You do not need to warn ITRB when deploying a new database; simply ensure that you have uploaded it and its md5 checksum to the SFTP server in the way shown above, and then push your code change to config_dbs.json that points to that new database. If your commit was to master it will trigger a rebuild of the ITRB ARAX CI instance (arax.ci.transltr.io); it would be wise to test this instance approximately 10 minutes after your commit to ensure it seems to be working properly. Note that if your commit involved pointing to a new database in config_dbs.json, you may need to wait up to around an hour to test the instance since it will take the system a while to download the new database(s) while it's rebuilding. If the system isn't working after said timeframe, post a message in the devops-teamexpanderagent channel in the Translator slack workspace and do @Pouyan Ahmadi and/or @Ke Wang.

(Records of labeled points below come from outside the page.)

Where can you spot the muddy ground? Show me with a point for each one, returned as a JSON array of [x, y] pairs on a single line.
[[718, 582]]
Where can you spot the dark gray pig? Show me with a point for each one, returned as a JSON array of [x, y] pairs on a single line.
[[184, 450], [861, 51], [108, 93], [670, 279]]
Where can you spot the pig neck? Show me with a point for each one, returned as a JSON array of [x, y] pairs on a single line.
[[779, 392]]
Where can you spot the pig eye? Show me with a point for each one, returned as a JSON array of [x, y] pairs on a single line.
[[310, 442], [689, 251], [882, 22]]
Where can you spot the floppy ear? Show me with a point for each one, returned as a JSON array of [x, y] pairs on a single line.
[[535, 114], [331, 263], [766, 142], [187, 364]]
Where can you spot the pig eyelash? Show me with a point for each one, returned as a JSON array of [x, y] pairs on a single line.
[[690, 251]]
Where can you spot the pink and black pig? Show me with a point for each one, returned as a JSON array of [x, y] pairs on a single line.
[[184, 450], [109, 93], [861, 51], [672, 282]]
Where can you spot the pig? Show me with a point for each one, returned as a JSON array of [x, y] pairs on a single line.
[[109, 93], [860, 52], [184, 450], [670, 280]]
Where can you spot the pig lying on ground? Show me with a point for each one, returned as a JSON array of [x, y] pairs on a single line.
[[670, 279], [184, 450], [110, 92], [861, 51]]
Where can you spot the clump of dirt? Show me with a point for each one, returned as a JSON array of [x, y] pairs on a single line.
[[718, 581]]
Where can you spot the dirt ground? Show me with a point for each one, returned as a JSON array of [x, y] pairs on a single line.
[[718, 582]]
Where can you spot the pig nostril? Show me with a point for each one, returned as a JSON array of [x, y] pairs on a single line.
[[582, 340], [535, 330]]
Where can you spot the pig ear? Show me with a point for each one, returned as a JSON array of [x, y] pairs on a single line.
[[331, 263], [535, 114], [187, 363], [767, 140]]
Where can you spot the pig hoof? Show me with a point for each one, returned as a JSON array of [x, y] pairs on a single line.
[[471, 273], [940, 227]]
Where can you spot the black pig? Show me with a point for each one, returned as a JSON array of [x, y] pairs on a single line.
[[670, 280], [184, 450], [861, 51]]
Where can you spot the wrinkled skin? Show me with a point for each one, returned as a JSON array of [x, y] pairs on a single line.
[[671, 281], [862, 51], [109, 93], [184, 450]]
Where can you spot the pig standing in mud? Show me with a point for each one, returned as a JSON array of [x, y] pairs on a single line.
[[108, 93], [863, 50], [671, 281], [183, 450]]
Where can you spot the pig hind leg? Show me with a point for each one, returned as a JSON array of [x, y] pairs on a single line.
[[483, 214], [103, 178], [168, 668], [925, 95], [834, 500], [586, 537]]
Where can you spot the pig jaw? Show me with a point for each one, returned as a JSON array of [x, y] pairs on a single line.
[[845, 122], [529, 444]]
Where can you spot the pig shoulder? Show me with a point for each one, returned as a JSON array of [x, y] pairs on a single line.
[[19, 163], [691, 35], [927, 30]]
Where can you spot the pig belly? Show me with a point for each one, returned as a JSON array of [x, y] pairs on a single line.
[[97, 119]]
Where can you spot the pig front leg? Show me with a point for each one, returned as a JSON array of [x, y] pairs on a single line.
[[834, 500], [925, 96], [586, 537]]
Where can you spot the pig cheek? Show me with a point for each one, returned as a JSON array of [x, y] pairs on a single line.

Steps when updating a database

When you update a database, whether for a new KG2 version or for any other reason, follow these steps (order is important!):

  1. Make sure to give the new/updated database a new (unique) name (e.g., bump v1.0 --> v1.1, or KG2.X.1 --> KG2.X.2 if updating for a new KG2 version)
  2. Locally or in the branch you're working in (if applicable), update config_dbs.json to refer to the new database name
  3. Test the new database locally
    1. This includes running the ARAX pytest suite! Make sure you didn't break any tests.
  4. If all tests pass, upload the database to arax-databases.rtx.ai under the proper KG2 directory (e.g., /home/rtxconfig/KG2.8.0)
  5. Copy the database from arax-databases.rtx.ai to arax.ncats.io:
    1. scp [email protected]
    2. cd ../../data/orangeboard/databases/KG2.X.Y
    3. scp [email protected]:/home/rtxconfig/KG2.X.Y/my_database_v1.1_KG2.X.Y.sqlite .
  6. Follow the steps in the above section called Uploading databases to ITRB's SFTP server to upload the new database and its md5sum to the ITRB SFTP server
  7. Update config_dbs.json in master to point to the new database.
    1. If you're working in a branch, merge your branch into master at this point; this should carry your previous change to config_dbs.json into master.
    2. This should trigger an auto-deployment to ITRB's Staging instances, which should already have access to the new databases thanks to Step 6.
  8. At this point it's safe for master to be rolled out to arax.ncats.io.
    1. It's generally a good idea to run the DatabaseManger when doing so, but it shouldn't be required.
  9. Download the new database to cicd.rtx.ai (automatic downloads to that instance don't currently work), via these steps:
    1. ssh [email protected]
    2. cd RTX/
    3. git pull origin master
    4. python3 code/ARAX/ARAXQuery/ARAX_database_manager.py --mnt --skip-if-exists --remove_unused
    5. Note: Prior to completing this step, any commits will show as 'Failing' in GitHub. You can do this step either before or after Step 8.